N°502: Sénégal : annulation de la dette de l’Afrique Les argentiers africains lancent un appel à Dakar
Les ministres africains de l’Economie et des Finances ont lancé, le samedi 8 mai 2005 à Dakar, un appel en faveur de l’annulation de la dette du continent et se sont engagés à assurer une bonne gestion des économies africaines, à combattre la corruption et à lever les obstacles au commerce intra- africain.
Dans une déclaration publiée à l’issue d’une conférence sur la dette africaine, la pauvreté et le financement de l’Union africaine (UA), ils ont appelé à une solution durable pour juguler l’endettement de l’Afrique qui “annihile” les efforts de développement du continent.
“Nous lançons un appel pour l’annulation de la dette africaine (afin) de permettre un meilleur financement de nos économies pour atteindre les Objectifs du millénaire pour le développement
(OMD)”, indiquent-ils dans la déclaration. Ils sont aussi persuadés que l’Afrique pourrait assurer le décollage de son économie si le niveau de sa dette était gérable et surtout si la suppression de la dette n’entraîne pas une réduction du niveau de l’aide. Mais, indiquent-ils, “l’Afrique s’éloignera de plus en plus des OMD si les engagements de la communauté internationale pour l’aider à les atteindre ne sont pas respectés et si le fardeau de sa dette extérieure n’est pas substantiellement allégé”.

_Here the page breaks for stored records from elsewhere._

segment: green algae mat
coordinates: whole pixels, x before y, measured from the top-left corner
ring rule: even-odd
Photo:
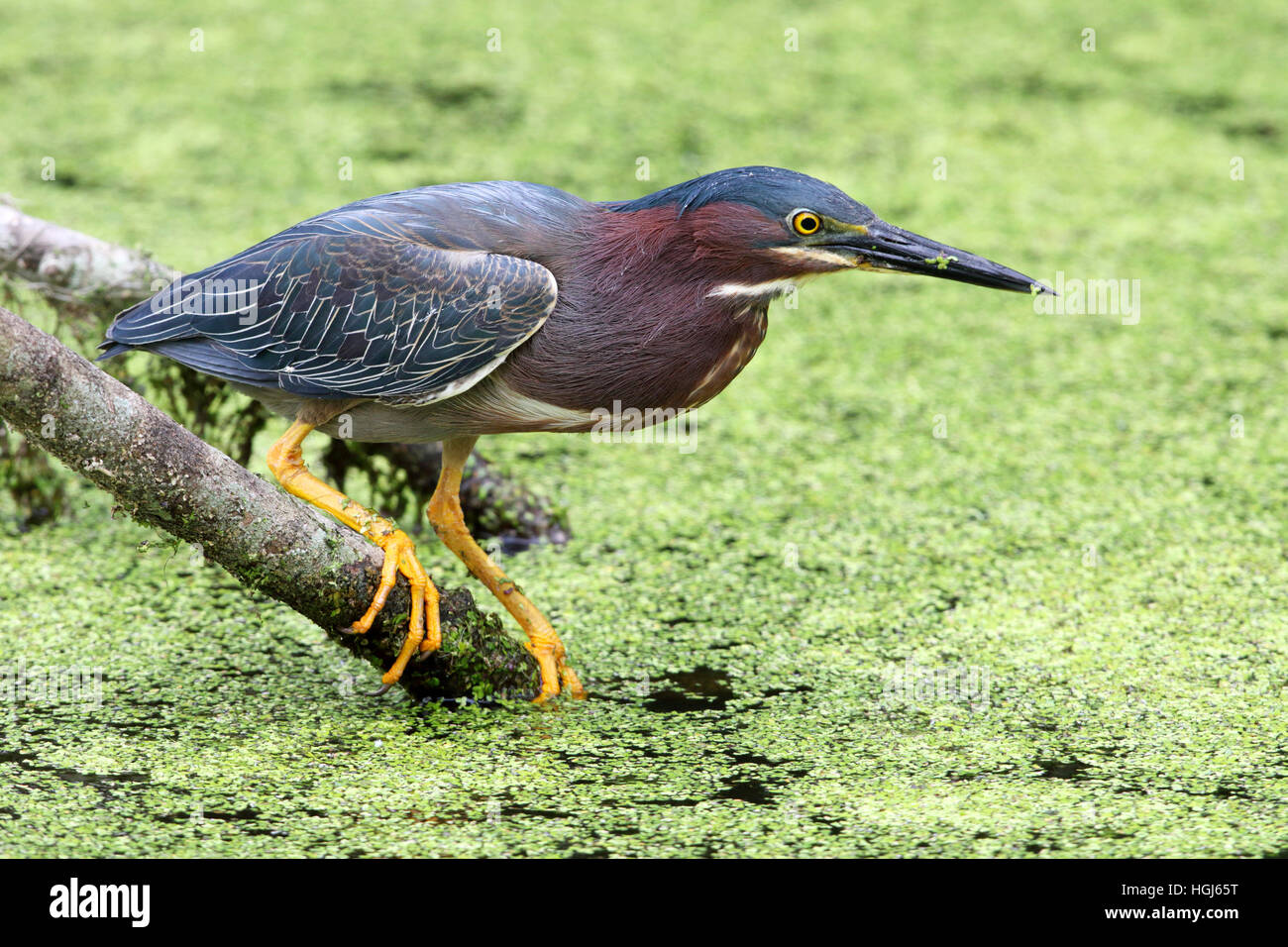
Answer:
[[[175,267],[406,187],[764,162],[1065,303],[832,277],[684,443],[486,438],[568,513],[505,566],[582,702],[365,697],[90,487],[0,501],[0,856],[1288,853],[1282,5],[5,21],[0,191]]]

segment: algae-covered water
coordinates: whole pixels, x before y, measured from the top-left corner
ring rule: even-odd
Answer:
[[[90,487],[4,505],[0,854],[1288,852],[1280,5],[368,6],[6,12],[0,191],[191,269],[403,187],[769,162],[1135,312],[837,276],[685,443],[484,439],[568,510],[505,566],[583,702],[365,697]]]

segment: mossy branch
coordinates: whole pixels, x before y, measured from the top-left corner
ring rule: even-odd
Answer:
[[[99,371],[53,336],[0,307],[0,417],[157,526],[254,588],[317,622],[380,669],[406,633],[404,580],[366,635],[344,634],[380,581],[381,551],[350,530],[255,477]],[[533,696],[540,673],[495,616],[465,589],[442,597],[443,647],[413,662],[416,696]]]

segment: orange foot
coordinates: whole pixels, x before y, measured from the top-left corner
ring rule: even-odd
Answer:
[[[398,530],[388,521],[376,518],[381,532],[371,536],[371,541],[385,550],[385,563],[380,569],[380,588],[371,599],[371,606],[366,615],[358,618],[349,627],[350,634],[362,635],[371,630],[376,616],[385,607],[389,591],[398,582],[398,575],[407,576],[411,585],[411,618],[407,622],[407,638],[403,639],[402,649],[393,666],[380,678],[380,689],[372,692],[371,697],[388,693],[389,688],[398,683],[407,662],[417,652],[438,651],[443,643],[443,633],[438,622],[438,589],[430,581],[425,567],[416,558],[416,546],[402,530]]]

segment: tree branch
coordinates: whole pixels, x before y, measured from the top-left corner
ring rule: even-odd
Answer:
[[[406,631],[406,580],[366,635],[343,634],[380,581],[383,553],[198,439],[116,379],[0,307],[0,416],[112,493],[135,519],[198,544],[238,581],[317,622],[381,670]],[[535,696],[540,673],[465,589],[442,597],[443,647],[412,662],[415,696]]]

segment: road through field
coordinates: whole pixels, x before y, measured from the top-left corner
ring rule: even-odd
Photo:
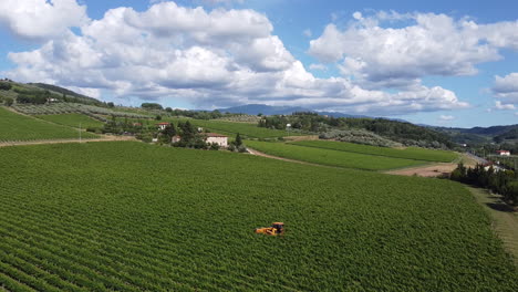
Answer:
[[[261,156],[261,157],[271,158],[271,159],[277,159],[277,160],[282,160],[282,161],[289,161],[289,163],[296,163],[296,164],[303,164],[303,165],[312,165],[312,166],[321,166],[321,167],[328,167],[328,168],[343,168],[343,167],[329,166],[329,165],[320,165],[320,164],[312,164],[312,163],[307,163],[307,161],[301,161],[301,160],[294,160],[294,159],[289,159],[289,158],[284,158],[284,157],[273,156],[273,155],[269,155],[269,154],[266,154],[266,153],[261,153],[261,152],[258,152],[258,150],[256,150],[256,149],[248,148],[248,147],[247,147],[247,150],[248,150],[248,153],[251,154],[251,155]]]
[[[468,189],[491,217],[493,229],[506,249],[515,257],[515,263],[518,265],[518,212],[501,201],[500,196],[489,194],[484,189],[470,187]]]
[[[0,147],[21,146],[21,145],[41,145],[41,144],[60,144],[60,143],[87,143],[87,142],[108,142],[108,140],[136,140],[133,136],[104,136],[103,138],[93,139],[42,139],[42,140],[19,140],[19,142],[3,142]]]

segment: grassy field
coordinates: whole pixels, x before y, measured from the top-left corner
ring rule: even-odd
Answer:
[[[376,156],[386,156],[405,159],[416,159],[426,161],[450,163],[458,157],[457,154],[447,150],[433,150],[418,147],[408,147],[405,149],[396,149],[388,147],[375,147],[369,145],[360,145],[345,142],[333,140],[301,140],[292,143],[299,146],[333,149],[349,153],[360,153]]]
[[[0,142],[77,138],[77,131],[12,113],[0,107]],[[82,133],[83,138],[99,137]]]
[[[304,147],[284,143],[246,140],[245,145],[266,154],[290,159],[365,170],[386,170],[426,164],[426,161],[413,159],[346,153],[341,150]]]
[[[61,114],[61,115],[38,115],[35,116],[38,118],[49,121],[55,124],[69,126],[69,127],[81,127],[82,128],[87,128],[87,127],[102,127],[104,125],[103,122],[93,119],[86,115],[82,114]]]
[[[141,143],[0,148],[0,164],[8,290],[518,289],[452,181]],[[253,234],[277,220],[283,238]]]
[[[178,119],[178,118],[164,118],[166,122],[175,122],[178,121],[187,121],[187,119]],[[208,128],[211,132],[220,133],[224,135],[236,136],[239,133],[242,136],[248,136],[251,138],[276,138],[276,137],[286,137],[286,136],[297,136],[299,134],[280,131],[280,129],[270,129],[270,128],[262,128],[258,127],[257,124],[250,123],[236,123],[236,122],[224,122],[224,121],[215,121],[215,119],[188,119],[193,125],[197,127]]]

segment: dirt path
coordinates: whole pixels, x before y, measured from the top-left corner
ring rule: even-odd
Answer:
[[[312,164],[312,163],[307,163],[307,161],[301,161],[301,160],[294,160],[294,159],[289,159],[289,158],[284,158],[284,157],[273,156],[273,155],[269,155],[269,154],[266,154],[266,153],[258,152],[258,150],[252,149],[252,148],[247,148],[247,150],[251,155],[261,156],[261,157],[271,158],[271,159],[277,159],[277,160],[282,160],[282,161],[303,164],[303,165],[312,165],[312,166],[320,166],[320,167],[328,167],[328,168],[344,169],[343,167],[329,166],[329,165],[319,165],[319,164]]]
[[[108,142],[108,140],[136,140],[133,136],[103,136],[93,139],[42,139],[42,140],[20,140],[0,143],[0,147],[20,146],[20,145],[40,145],[40,144],[60,144],[60,143],[89,143],[89,142]]]
[[[500,196],[489,194],[485,189],[468,187],[477,202],[489,213],[493,230],[504,242],[504,247],[515,258],[518,267],[518,211],[503,202]]]
[[[456,167],[456,164],[434,164],[419,167],[388,170],[385,171],[385,174],[398,176],[437,177],[443,174],[452,173]]]
[[[287,136],[284,137],[286,140],[289,142],[299,142],[299,140],[317,140],[319,139],[318,135],[310,135],[310,136]]]
[[[457,164],[463,161],[465,166],[475,167],[476,161],[463,154],[458,159],[453,163],[436,163],[417,167],[408,167],[402,169],[394,169],[384,171],[384,174],[398,175],[398,176],[419,176],[419,177],[437,177],[444,174],[452,173],[457,168]]]

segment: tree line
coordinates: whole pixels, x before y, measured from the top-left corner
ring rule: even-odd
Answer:
[[[286,129],[290,124],[294,129],[325,133],[333,129],[365,129],[406,146],[429,148],[453,148],[446,134],[406,122],[386,118],[332,117],[312,112],[297,112],[292,115],[266,116],[258,122],[259,127]]]
[[[477,164],[475,168],[458,164],[452,171],[452,180],[490,189],[504,197],[504,200],[512,206],[518,206],[518,173],[505,169],[495,169],[493,166],[484,167]]]

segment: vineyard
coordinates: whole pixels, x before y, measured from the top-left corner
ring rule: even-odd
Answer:
[[[61,115],[37,115],[35,117],[52,122],[54,124],[60,124],[69,127],[102,127],[104,125],[103,122],[93,119],[86,115],[82,114],[61,114]]]
[[[257,124],[249,124],[249,123],[232,123],[232,122],[222,122],[216,119],[185,119],[185,118],[165,118],[166,122],[175,122],[178,121],[185,122],[189,121],[190,124],[207,128],[211,132],[235,136],[237,133],[241,134],[242,136],[250,137],[250,138],[277,138],[277,137],[286,137],[286,136],[297,136],[300,135],[299,133],[281,131],[281,129],[270,129],[258,127]]]
[[[73,128],[19,115],[0,107],[0,143],[77,137],[79,133]],[[82,133],[82,138],[96,137],[99,136],[91,133]]]
[[[7,290],[518,290],[452,181],[141,143],[0,148],[0,164]],[[277,220],[283,238],[252,232]]]
[[[76,103],[52,103],[43,105],[25,105],[17,104],[13,106],[17,112],[25,115],[58,115],[58,114],[84,114],[92,116],[97,119],[104,119],[103,116],[116,116],[116,117],[132,117],[132,118],[149,118],[148,115],[142,115],[131,112],[113,111],[105,107],[76,104]]]
[[[246,140],[245,144],[252,149],[274,156],[313,164],[364,170],[385,170],[426,164],[426,161],[415,159],[373,156],[369,154],[322,149],[284,143]]]
[[[416,159],[426,161],[450,163],[458,157],[457,154],[447,150],[433,150],[417,147],[407,147],[405,149],[396,149],[388,147],[375,147],[369,145],[352,144],[346,142],[331,140],[301,140],[293,143],[299,146],[315,147],[323,149],[332,149],[349,153],[360,153],[376,156],[386,156],[405,159]]]

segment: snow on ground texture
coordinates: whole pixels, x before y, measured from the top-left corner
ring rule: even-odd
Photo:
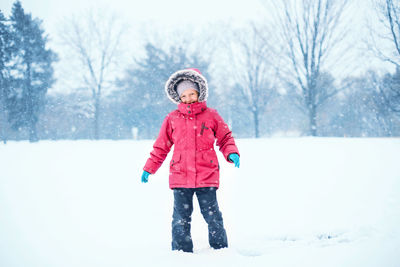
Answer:
[[[0,266],[400,266],[400,139],[237,140],[212,250],[195,199],[193,254],[170,250],[168,162],[153,141],[0,145]]]

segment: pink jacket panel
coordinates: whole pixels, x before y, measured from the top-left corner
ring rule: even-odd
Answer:
[[[215,141],[228,162],[229,154],[239,154],[232,132],[215,109],[207,108],[206,102],[181,103],[164,119],[143,169],[156,173],[175,145],[170,162],[170,188],[219,187]]]

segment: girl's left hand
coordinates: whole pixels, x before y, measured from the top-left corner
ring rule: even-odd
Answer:
[[[142,183],[147,183],[147,182],[149,181],[149,175],[150,175],[150,173],[148,173],[148,172],[146,172],[146,171],[143,171],[143,174],[142,174]]]
[[[228,159],[230,161],[232,161],[233,163],[235,163],[235,167],[238,167],[238,168],[240,167],[240,157],[238,154],[232,153],[229,155]]]

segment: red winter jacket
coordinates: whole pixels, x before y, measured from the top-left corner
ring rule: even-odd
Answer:
[[[232,132],[215,109],[206,102],[180,103],[164,119],[158,138],[143,170],[156,173],[172,145],[169,187],[219,187],[219,164],[214,141],[228,160],[231,153],[239,154]]]

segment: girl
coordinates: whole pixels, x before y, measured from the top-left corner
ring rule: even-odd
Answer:
[[[198,69],[185,69],[171,75],[165,84],[170,100],[178,104],[164,119],[153,151],[147,160],[142,182],[147,183],[175,145],[170,162],[169,187],[174,192],[172,250],[193,252],[190,235],[193,194],[208,224],[208,238],[214,249],[228,247],[216,190],[219,164],[214,141],[228,162],[239,168],[239,151],[226,123],[215,109],[208,108],[207,80]]]

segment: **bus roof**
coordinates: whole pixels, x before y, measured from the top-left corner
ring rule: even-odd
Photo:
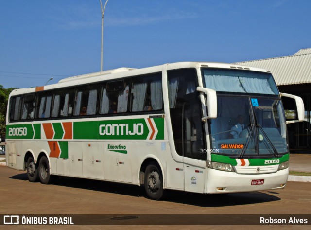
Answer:
[[[167,70],[183,68],[199,68],[201,67],[217,68],[224,69],[235,69],[245,70],[250,71],[270,72],[262,69],[251,67],[233,64],[206,62],[183,62],[164,64],[167,65]],[[92,82],[102,81],[103,80],[111,80],[119,78],[131,77],[132,76],[148,74],[160,72],[162,71],[163,65],[147,67],[141,69],[135,69],[122,67],[101,72],[88,73],[72,77],[69,77],[60,80],[58,83],[48,86],[34,87],[30,88],[21,88],[15,89],[11,94],[17,95],[24,93],[31,93],[38,91],[59,88],[65,88],[74,85],[84,85]],[[104,78],[103,78],[103,77]]]

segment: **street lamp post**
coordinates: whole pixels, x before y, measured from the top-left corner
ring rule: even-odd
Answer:
[[[101,62],[101,71],[103,71],[103,40],[104,39],[104,14],[105,13],[105,9],[106,8],[106,5],[108,3],[108,1],[109,0],[107,0],[106,1],[106,3],[105,3],[104,6],[104,8],[103,8],[103,4],[102,4],[102,0],[99,0],[100,2],[101,3],[101,8],[102,8],[102,59]]]

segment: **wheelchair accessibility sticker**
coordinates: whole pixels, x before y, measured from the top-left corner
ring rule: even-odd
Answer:
[[[257,107],[259,106],[257,98],[251,98],[251,100],[252,101],[252,104],[253,106]]]

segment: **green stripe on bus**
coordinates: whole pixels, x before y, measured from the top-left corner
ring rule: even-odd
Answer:
[[[161,117],[154,118],[155,124],[158,130],[156,140],[164,139],[164,119]]]
[[[68,158],[68,142],[58,142],[61,153],[59,158]]]
[[[248,159],[246,158],[244,159],[248,159],[250,166],[257,166],[266,165],[266,164],[265,164],[265,161],[271,159],[278,159],[279,160],[279,162],[278,163],[269,164],[269,165],[279,164],[281,163],[288,161],[289,159],[289,156],[290,154],[289,153],[277,158],[269,158],[267,157],[267,158],[261,159]],[[236,160],[236,158],[231,158],[230,157],[227,156],[223,156],[214,154],[212,154],[211,157],[212,161],[230,164],[233,166],[236,166],[237,165],[237,162]],[[238,158],[237,157],[236,159]]]
[[[61,139],[64,136],[64,130],[61,123],[53,123],[53,128],[55,134],[54,134],[54,139]]]

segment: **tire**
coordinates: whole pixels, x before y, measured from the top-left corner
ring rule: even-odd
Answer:
[[[52,181],[52,177],[50,174],[50,164],[45,156],[43,156],[39,161],[38,172],[40,181],[42,184],[50,184]]]
[[[147,195],[153,200],[158,200],[163,196],[163,177],[157,164],[152,162],[146,168],[144,186]]]
[[[29,181],[33,182],[38,181],[39,180],[38,168],[32,157],[29,157],[27,159],[27,162],[26,163],[26,171]]]

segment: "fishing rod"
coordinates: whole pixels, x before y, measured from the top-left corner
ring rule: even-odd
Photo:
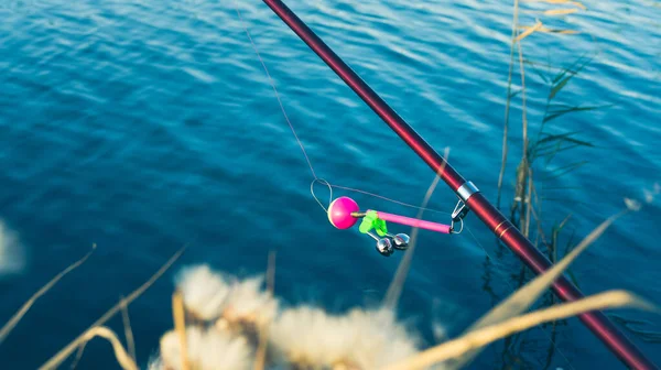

Par ailleurs, les argentiers africains ont déploré les inégalités dont souffre l’Afrique au niveau du commerce international à cause des barrières tarifaires auxquels sont confrontés ses produits destinés aux marchés occidentaux.
“Les pays riches, tout en prêchant les vertus de l’économie de marché, continuent de subventionner leur agriculture, de déverser sur les marchés africains des produits subventionnés dont les substituts locaux existent, ce qui porte préjudice à la production nationale et confine les paysans africains dans la pauvreté et la misère”, déplorent-ils. Sur le financement de l’UA, les ministres de l’Economie et des Finances ont exprimé leur adhésion à la proposition de l’Union africaine de trouver des sources de financement additionnelles à celles des Etats membres pour financer les divers programmes de l’organisation continentale. Concernant la réalisation des OMD d’ici à 2015, ils ont pris l’engagement de réformer les économies africaines et de promouvoir les politiques ou stratégies d’intégration économique. S’agissant du rapport de la Commission Blair pour l’Afrique, ils ont souligné que ce document est complémentaire aux efforts déployés par les Africains dans la lutte contre la pauvreté.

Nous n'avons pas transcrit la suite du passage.